I grew from that time with a
fondness for Herbert, and why not. My picture with him (a handwritten note to me and signature on
the photo) was always on a wall in my father’s house and, after some years of
storage, eventually made it to one of my walls, although somewhat ignominiously
on a wall of an outbuilding we call “the studio”.
In the past I never looked too deeply into
Hoover’s responsibility for the turbulence that erupted during his Administration.
I have looked of late because of some
important similarities I believe I see with what is clearly a turbulent time
this country is currently facing. The details between the two periods are
vastly different, but the common broad realities are severely compelling.
One of the major differences was in
character of leadership. Hoover was self-made, worth hundreds of millions of
dollars (in 2019 dollars) by the time he took office. His father was an Iowan
blacksmith. Given the handle “The Engineer”, he had honored himself in both
business and post-WWI public service. Though smart and highly educated, his
world view was nearly etched in stone by his business acumen, nationalistic fervor,
and the nature of post-war excesses. An unbalanced economic class structure had evolved
and neither Hoover nor his Conservative Republican Party and any desire to
disassemble it, but rather, in fact, to reinforce it.

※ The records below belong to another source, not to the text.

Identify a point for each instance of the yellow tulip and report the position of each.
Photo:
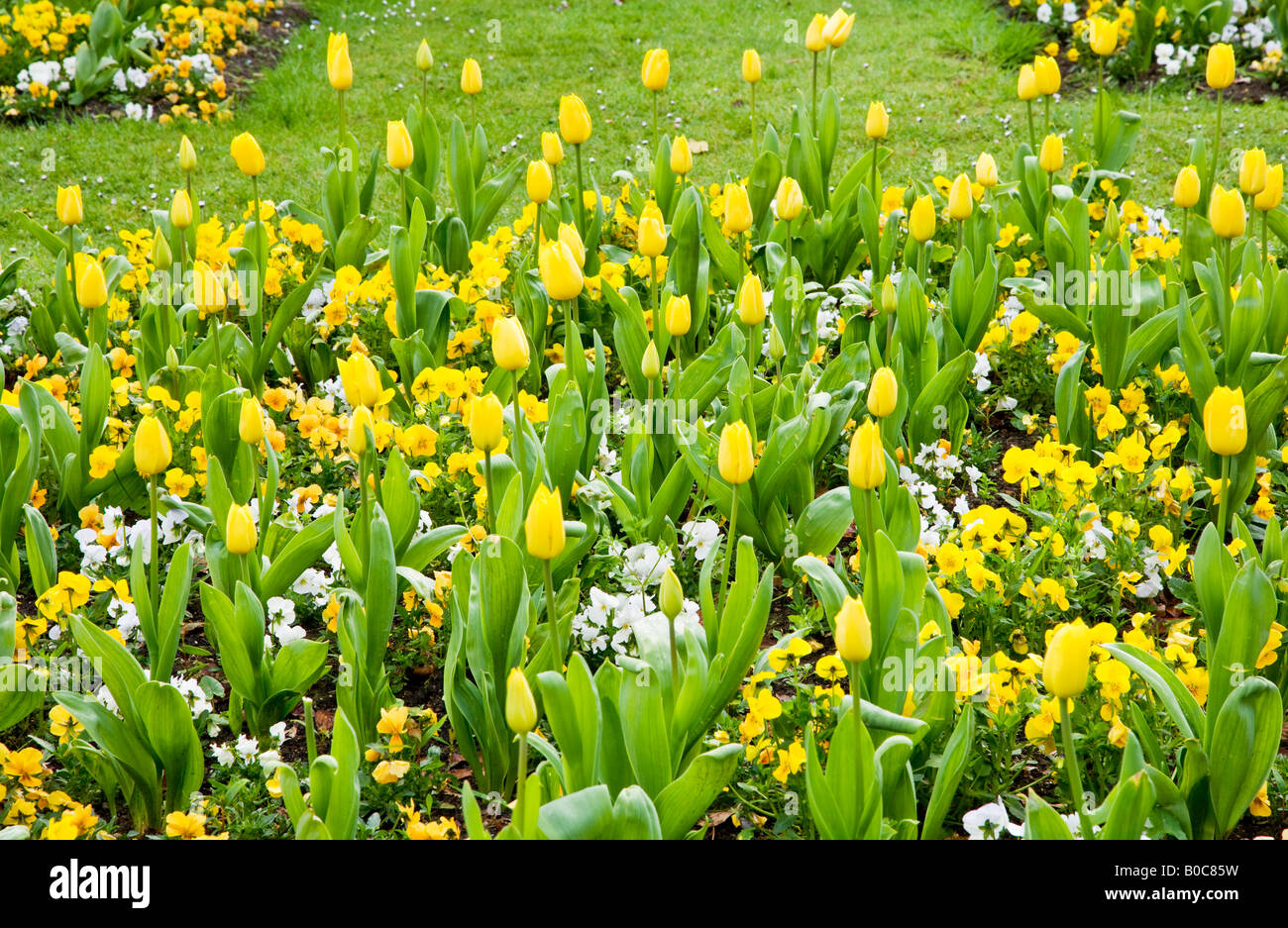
(180, 210)
(853, 631)
(90, 286)
(1051, 157)
(884, 393)
(814, 40)
(544, 524)
(360, 422)
(682, 158)
(248, 155)
(1225, 421)
(961, 203)
(1185, 192)
(540, 181)
(240, 532)
(656, 69)
(867, 458)
(679, 316)
(153, 450)
(510, 343)
(1046, 71)
(738, 215)
(1220, 65)
(1026, 86)
(789, 200)
(877, 124)
(339, 68)
(69, 206)
(751, 301)
(735, 459)
(520, 708)
(487, 421)
(1068, 658)
(398, 149)
(250, 422)
(921, 219)
(1227, 213)
(1273, 192)
(574, 120)
(187, 155)
(1252, 171)
(561, 273)
(552, 150)
(1103, 35)
(361, 381)
(472, 77)
(986, 171)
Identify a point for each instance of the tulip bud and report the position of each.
(187, 155)
(751, 301)
(69, 206)
(574, 120)
(398, 147)
(921, 220)
(867, 458)
(877, 124)
(472, 77)
(250, 424)
(1220, 65)
(853, 631)
(520, 708)
(1225, 421)
(361, 381)
(790, 201)
(986, 171)
(652, 237)
(359, 425)
(240, 532)
(1026, 86)
(656, 69)
(738, 215)
(561, 273)
(679, 317)
(651, 365)
(961, 203)
(1068, 658)
(1185, 193)
(1051, 157)
(735, 458)
(153, 450)
(1227, 213)
(670, 595)
(339, 68)
(884, 393)
(487, 421)
(544, 524)
(1252, 171)
(248, 155)
(90, 286)
(180, 210)
(552, 150)
(1273, 193)
(540, 183)
(682, 158)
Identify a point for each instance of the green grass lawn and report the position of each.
(938, 64)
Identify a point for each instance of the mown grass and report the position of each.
(943, 67)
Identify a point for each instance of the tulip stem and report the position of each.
(1070, 763)
(553, 618)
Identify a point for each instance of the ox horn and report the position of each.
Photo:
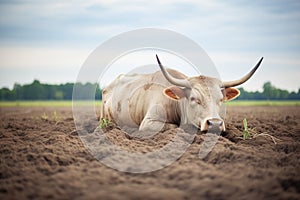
(171, 79)
(243, 79)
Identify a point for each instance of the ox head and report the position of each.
(203, 96)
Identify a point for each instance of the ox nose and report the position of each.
(214, 125)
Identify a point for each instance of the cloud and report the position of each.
(58, 34)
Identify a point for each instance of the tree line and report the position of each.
(40, 91)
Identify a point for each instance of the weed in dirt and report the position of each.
(251, 133)
(56, 117)
(246, 133)
(44, 116)
(104, 123)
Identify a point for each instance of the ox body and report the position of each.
(167, 99)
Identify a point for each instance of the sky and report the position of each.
(49, 40)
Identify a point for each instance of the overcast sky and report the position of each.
(49, 40)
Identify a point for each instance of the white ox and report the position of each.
(167, 99)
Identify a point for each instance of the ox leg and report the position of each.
(155, 120)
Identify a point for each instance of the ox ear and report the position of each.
(175, 93)
(230, 93)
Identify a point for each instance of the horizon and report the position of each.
(240, 86)
(50, 40)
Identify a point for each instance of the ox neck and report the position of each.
(183, 111)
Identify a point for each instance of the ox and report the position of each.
(167, 99)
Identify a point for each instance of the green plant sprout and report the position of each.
(251, 133)
(246, 133)
(104, 123)
(44, 116)
(56, 116)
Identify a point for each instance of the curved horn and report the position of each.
(171, 79)
(242, 80)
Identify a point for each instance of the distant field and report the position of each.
(98, 103)
(263, 103)
(46, 103)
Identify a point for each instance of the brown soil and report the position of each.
(42, 157)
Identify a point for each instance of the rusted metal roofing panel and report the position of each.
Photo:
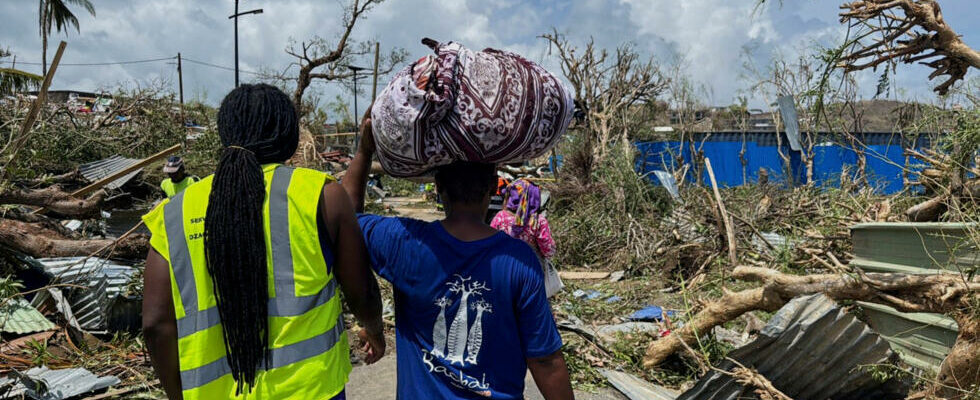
(59, 384)
(96, 170)
(18, 316)
(810, 349)
(105, 283)
(923, 340)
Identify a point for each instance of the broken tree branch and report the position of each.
(39, 242)
(56, 200)
(907, 31)
(943, 294)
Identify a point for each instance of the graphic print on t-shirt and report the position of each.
(460, 344)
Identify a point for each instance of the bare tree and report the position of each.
(907, 31)
(608, 89)
(319, 59)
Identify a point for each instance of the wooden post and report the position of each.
(377, 57)
(32, 114)
(554, 157)
(729, 231)
(180, 81)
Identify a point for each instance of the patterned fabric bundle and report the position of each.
(461, 105)
(524, 199)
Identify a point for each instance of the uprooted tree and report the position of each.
(318, 59)
(950, 294)
(908, 31)
(608, 89)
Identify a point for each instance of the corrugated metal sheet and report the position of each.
(105, 283)
(635, 388)
(923, 340)
(914, 248)
(18, 316)
(96, 170)
(59, 384)
(810, 349)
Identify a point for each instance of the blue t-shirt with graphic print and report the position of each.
(467, 314)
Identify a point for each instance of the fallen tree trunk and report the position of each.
(55, 200)
(961, 368)
(944, 294)
(39, 242)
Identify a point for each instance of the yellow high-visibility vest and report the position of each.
(171, 188)
(308, 349)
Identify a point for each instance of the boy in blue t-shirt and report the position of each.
(470, 305)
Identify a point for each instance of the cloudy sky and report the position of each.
(710, 37)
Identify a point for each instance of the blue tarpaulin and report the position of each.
(737, 158)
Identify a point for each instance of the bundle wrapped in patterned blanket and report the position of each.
(461, 105)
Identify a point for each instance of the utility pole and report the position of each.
(357, 116)
(377, 56)
(235, 17)
(180, 81)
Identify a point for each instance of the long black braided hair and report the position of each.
(257, 125)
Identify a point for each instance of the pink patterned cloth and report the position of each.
(539, 237)
(463, 105)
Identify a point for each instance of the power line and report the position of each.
(207, 64)
(98, 64)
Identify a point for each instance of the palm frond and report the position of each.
(15, 80)
(60, 16)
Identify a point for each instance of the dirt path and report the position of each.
(377, 382)
(414, 207)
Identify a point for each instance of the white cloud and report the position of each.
(710, 34)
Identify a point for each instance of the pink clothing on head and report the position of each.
(539, 237)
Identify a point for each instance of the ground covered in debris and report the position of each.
(670, 289)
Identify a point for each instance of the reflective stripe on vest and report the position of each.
(285, 303)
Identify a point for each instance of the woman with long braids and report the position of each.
(240, 297)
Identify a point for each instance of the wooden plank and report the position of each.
(118, 392)
(583, 275)
(118, 174)
(729, 231)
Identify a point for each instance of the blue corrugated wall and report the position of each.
(883, 153)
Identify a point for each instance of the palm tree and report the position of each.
(14, 80)
(56, 13)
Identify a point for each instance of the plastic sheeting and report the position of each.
(738, 157)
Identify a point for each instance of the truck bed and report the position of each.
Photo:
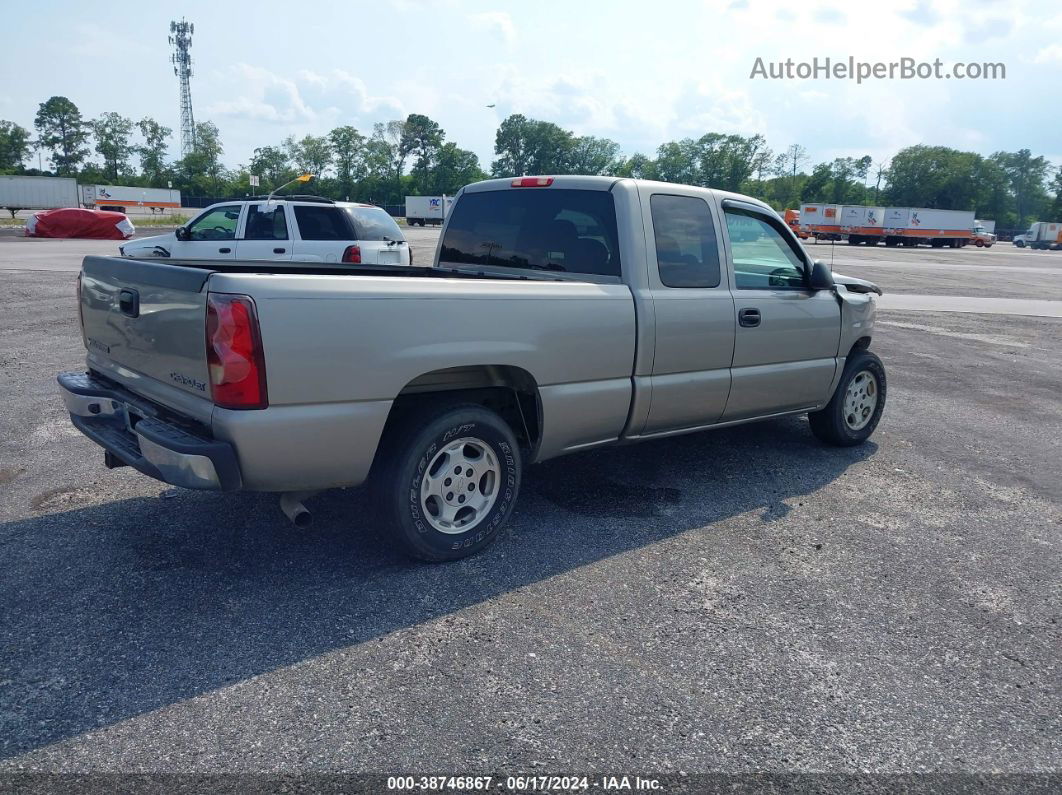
(341, 345)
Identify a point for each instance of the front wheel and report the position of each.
(448, 481)
(853, 413)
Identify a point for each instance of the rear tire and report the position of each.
(423, 488)
(853, 413)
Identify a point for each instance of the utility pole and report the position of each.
(181, 39)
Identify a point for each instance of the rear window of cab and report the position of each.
(542, 229)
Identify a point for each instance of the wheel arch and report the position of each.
(507, 390)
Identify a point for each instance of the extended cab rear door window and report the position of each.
(687, 254)
(322, 223)
(765, 257)
(538, 228)
(266, 222)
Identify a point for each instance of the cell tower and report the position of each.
(181, 39)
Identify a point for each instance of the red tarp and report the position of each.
(73, 222)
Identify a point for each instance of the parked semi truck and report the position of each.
(37, 193)
(1041, 235)
(427, 209)
(862, 224)
(910, 226)
(792, 221)
(821, 221)
(120, 197)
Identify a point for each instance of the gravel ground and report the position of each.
(741, 600)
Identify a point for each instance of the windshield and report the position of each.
(374, 223)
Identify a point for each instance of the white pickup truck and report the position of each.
(561, 314)
(295, 228)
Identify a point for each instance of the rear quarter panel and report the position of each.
(340, 348)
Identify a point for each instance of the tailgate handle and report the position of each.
(129, 303)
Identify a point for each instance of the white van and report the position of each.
(296, 228)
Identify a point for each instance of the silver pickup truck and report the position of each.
(561, 314)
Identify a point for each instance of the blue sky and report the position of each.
(638, 72)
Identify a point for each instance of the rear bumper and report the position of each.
(134, 432)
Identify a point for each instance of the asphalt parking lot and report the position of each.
(741, 600)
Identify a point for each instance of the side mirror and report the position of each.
(822, 277)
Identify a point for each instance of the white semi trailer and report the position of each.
(427, 209)
(124, 197)
(37, 193)
(862, 224)
(1041, 235)
(924, 225)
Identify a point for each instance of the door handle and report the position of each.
(748, 317)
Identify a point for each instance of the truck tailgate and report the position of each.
(146, 322)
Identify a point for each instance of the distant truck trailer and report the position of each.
(121, 197)
(821, 221)
(1042, 235)
(37, 193)
(911, 226)
(792, 221)
(862, 224)
(427, 209)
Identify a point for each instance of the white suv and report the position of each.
(297, 228)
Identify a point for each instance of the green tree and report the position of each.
(113, 133)
(1056, 210)
(455, 168)
(311, 155)
(1026, 175)
(589, 155)
(422, 137)
(677, 161)
(62, 131)
(818, 184)
(348, 151)
(934, 176)
(14, 145)
(529, 147)
(272, 165)
(202, 170)
(636, 167)
(153, 150)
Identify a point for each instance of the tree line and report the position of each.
(412, 156)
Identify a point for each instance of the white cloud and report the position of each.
(308, 98)
(1051, 53)
(495, 21)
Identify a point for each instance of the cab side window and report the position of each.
(266, 223)
(687, 254)
(764, 258)
(218, 224)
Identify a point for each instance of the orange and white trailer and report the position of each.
(862, 224)
(126, 196)
(821, 221)
(792, 221)
(925, 225)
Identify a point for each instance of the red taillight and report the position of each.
(234, 352)
(532, 182)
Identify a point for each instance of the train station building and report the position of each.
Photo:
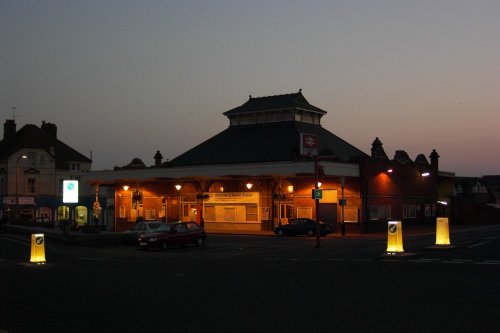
(261, 171)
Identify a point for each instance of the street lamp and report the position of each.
(17, 184)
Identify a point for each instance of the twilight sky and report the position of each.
(123, 78)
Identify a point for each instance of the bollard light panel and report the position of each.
(442, 231)
(394, 237)
(37, 249)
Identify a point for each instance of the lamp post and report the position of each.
(343, 202)
(17, 184)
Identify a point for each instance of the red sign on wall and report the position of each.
(308, 144)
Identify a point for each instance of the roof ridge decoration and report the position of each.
(275, 102)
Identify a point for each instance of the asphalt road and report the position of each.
(256, 284)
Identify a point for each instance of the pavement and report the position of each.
(111, 237)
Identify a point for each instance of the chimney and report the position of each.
(9, 129)
(378, 151)
(49, 129)
(434, 156)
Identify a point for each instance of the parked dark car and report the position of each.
(303, 227)
(173, 234)
(143, 228)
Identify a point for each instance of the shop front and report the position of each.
(232, 211)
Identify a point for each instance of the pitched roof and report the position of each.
(277, 102)
(32, 136)
(271, 142)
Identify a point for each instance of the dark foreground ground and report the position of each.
(255, 284)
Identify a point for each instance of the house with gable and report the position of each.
(33, 165)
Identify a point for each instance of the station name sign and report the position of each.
(233, 198)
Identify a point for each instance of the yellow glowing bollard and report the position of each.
(394, 237)
(37, 249)
(442, 231)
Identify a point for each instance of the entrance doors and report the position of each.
(328, 214)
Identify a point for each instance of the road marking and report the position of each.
(488, 262)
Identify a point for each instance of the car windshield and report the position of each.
(163, 227)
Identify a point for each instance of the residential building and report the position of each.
(33, 165)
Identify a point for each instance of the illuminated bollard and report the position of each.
(37, 249)
(394, 237)
(442, 231)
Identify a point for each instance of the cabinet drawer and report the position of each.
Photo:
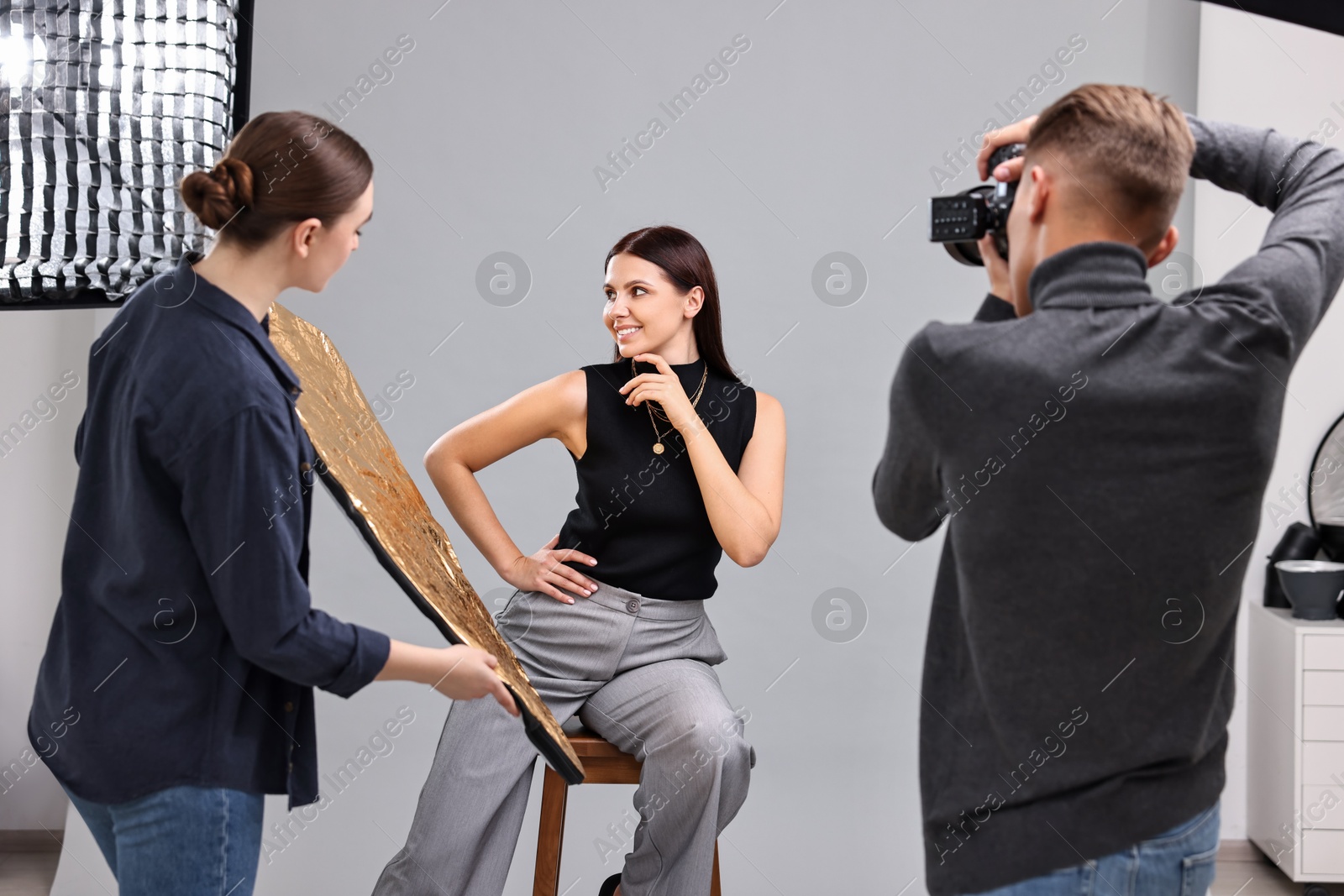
(1323, 852)
(1323, 688)
(1323, 808)
(1323, 652)
(1323, 763)
(1323, 723)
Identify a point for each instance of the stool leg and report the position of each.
(550, 835)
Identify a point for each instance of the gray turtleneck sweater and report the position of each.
(1100, 464)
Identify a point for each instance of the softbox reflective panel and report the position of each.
(105, 107)
(362, 470)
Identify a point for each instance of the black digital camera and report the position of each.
(958, 222)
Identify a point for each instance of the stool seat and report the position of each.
(604, 763)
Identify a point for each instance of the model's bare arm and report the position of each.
(746, 506)
(546, 410)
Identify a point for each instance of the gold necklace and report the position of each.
(658, 446)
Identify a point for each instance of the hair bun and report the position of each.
(219, 194)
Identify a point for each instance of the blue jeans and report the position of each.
(1175, 862)
(181, 841)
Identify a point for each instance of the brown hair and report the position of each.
(280, 168)
(1128, 147)
(685, 264)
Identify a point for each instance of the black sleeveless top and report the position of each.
(640, 513)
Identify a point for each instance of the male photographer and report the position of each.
(1100, 457)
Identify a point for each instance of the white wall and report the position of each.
(1269, 74)
(37, 488)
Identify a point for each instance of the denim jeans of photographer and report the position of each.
(1175, 862)
(179, 841)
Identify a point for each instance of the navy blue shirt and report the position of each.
(185, 647)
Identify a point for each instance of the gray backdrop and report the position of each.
(822, 137)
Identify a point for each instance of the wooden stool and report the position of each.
(604, 763)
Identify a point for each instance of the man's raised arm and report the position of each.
(1300, 264)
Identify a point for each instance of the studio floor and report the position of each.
(1240, 873)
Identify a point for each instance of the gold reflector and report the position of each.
(362, 470)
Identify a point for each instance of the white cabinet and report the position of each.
(1296, 745)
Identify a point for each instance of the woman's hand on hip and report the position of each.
(546, 570)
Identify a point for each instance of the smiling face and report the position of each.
(645, 312)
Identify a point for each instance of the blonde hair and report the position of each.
(1129, 148)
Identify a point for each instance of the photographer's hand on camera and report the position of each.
(1000, 282)
(1014, 134)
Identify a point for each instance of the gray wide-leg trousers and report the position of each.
(638, 672)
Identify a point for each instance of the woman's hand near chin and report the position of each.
(546, 570)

That world view limited their
ability to deal with the crisis that began in late 1929, but I believe it would
have limited them regardless of what crisis they may have faced. A major change
had to take place, and it eventually did at the ballot box.
In 1932 Hoover, a decent and respectable American, lost every state but
five in the Presidential election of that year. A reversal of only 114 thousand
votes and he would have lost every state. Coming into office Hoover had Republican majorities in both houses of Congress. In 1930 he lost the House, but the Senate
remained barely Republican. In 1932 the House turned 72% Democratic and the
Senate 62% Democratic. A seismic shift had taken place. The United States began
a path to make it the preeminent nation on Earth, politically, economically, and socially.
Ignoring the reprehensible character
and personality of Donald Trump (really the antithesis of Hoover), it not hard
to see that he and the Republican Party have brought us to a similar precipice.
The
gross inequality of wealth (which will be exponentially magnified by the
CoViD-19 Pandemic), the authoritarian assault on Democracy, the undermining of
truth, the exploitation of social divisions, the international isolationism,
the disregarding of science, the acceptance of incompetency, and the
manipulation of religious belief for political gain (to name a few) have pushed
this Country to the point where confronting a crisis like a pandemic is
tragically problematic.
Donald Trump needs to be removed
from Office, just as Hoover did. The Republican Party, with all their tools of
conspiracies and fear mongering of social change, need to be removed from power
as well. However, the change needs to reflect what the American People saw in
1932. A message needs to be delivered to the World that the narcissism and the self-interest of a few is not the rich tradition that made American leadership
the stable center of free democracies.
Trump, Trumpism, and the Republican
Party’s self-interest need to be defeated as Hoover and the Republicans were in
1932...totally. It is critical for another seismic change to take place. In
1932 Hoover still received 40% of the vote. In 2016 Trump received 46% of the
vote. After four years of Trump and McConnell it may be that only 6% of the
American electorate is what we need to retain Democracy as we know it.